JACC Adv. 2023 Jul 19;2(5):100407. doi: 10.1016/j.jacadv.2023.100407. eCollection 2023 Jul.

Abstract

Background: Reports of long-term mortality and reintervention after transposition of the great arteries with intact ventricular septum treatment, although favorable, are mostly limited to single-center studies. Even less is known about hospital resource utilization (days at hospital) and the impact of treatment choices and timing on outcomes.

Objectives: The purpose of this study was to describe survival, reintervention and hospital resource utilization after arterial switch operation (ASO) in a national dataset.

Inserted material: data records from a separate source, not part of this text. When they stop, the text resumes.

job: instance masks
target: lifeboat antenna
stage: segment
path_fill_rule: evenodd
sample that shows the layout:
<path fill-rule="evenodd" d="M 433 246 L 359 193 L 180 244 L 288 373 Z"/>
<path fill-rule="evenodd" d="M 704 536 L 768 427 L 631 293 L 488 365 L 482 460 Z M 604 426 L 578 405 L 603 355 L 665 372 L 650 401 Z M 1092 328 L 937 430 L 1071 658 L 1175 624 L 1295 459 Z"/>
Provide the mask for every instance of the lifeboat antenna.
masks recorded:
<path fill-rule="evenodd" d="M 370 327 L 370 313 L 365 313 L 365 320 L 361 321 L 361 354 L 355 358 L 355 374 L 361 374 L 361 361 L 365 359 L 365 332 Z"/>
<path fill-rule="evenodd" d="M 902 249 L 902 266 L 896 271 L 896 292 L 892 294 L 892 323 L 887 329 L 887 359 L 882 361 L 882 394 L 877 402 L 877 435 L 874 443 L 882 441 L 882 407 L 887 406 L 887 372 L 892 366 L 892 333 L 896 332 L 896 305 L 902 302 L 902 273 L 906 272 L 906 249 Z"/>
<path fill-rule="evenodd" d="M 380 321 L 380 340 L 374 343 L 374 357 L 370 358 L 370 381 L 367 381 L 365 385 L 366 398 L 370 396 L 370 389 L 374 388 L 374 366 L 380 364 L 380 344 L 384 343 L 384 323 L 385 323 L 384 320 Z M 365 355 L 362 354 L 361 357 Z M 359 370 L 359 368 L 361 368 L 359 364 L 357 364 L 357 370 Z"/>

Methods: Follow-up and life status data for all patients undergoing ASO between 2000 and 2017 in England and Wales were collected and explored using multivariable regressions and matching.

Results: A total of 1,772 patients were identified, with median ASO age of 9.5 days (IQR: 6.5-14.5 days). Mortality and cardiac reintervention at 10 years after ASO were 3.2% (95% CI: 2.5%-4.2%) and 10.7% (95% CI: 9.1%-12.2%), respectively. The median time spent in hospital during the ASO spell was 19 days (IQR: 14, 24). Over the first year after the ASO patients spent 7 days (IQR: 4-10 days) in hospital in total, decreasing to 1 outpatient day/year beyond the fifth year. In a subgroup with complete risk factor data (n = 652), ASO age, and balloon atrial septostomy (BAS) use were not associated with late mortality and reintervention, but cardiac or congenital comorbidities, low weight, and circulatory/renal support at ASO were. After matching for patient characteristics, BAS followed by ASO and ASO as first procedure, performed within the first 3 weeks of life, had comparable early and late outcomes, including hospital resource utilization.

Conclusions: Mortality and hospital resource utilization are low, while reintervention remains relatively frequent. Early ASO and individualized use of BAS allows for flexibility in treatment choices and a focus on at-risk patients.

Keywords: arterial switch; balloon atrial septostomy; hospital resource utilization; morbidity; multicenter study; reintervention; transposition of the great arteries.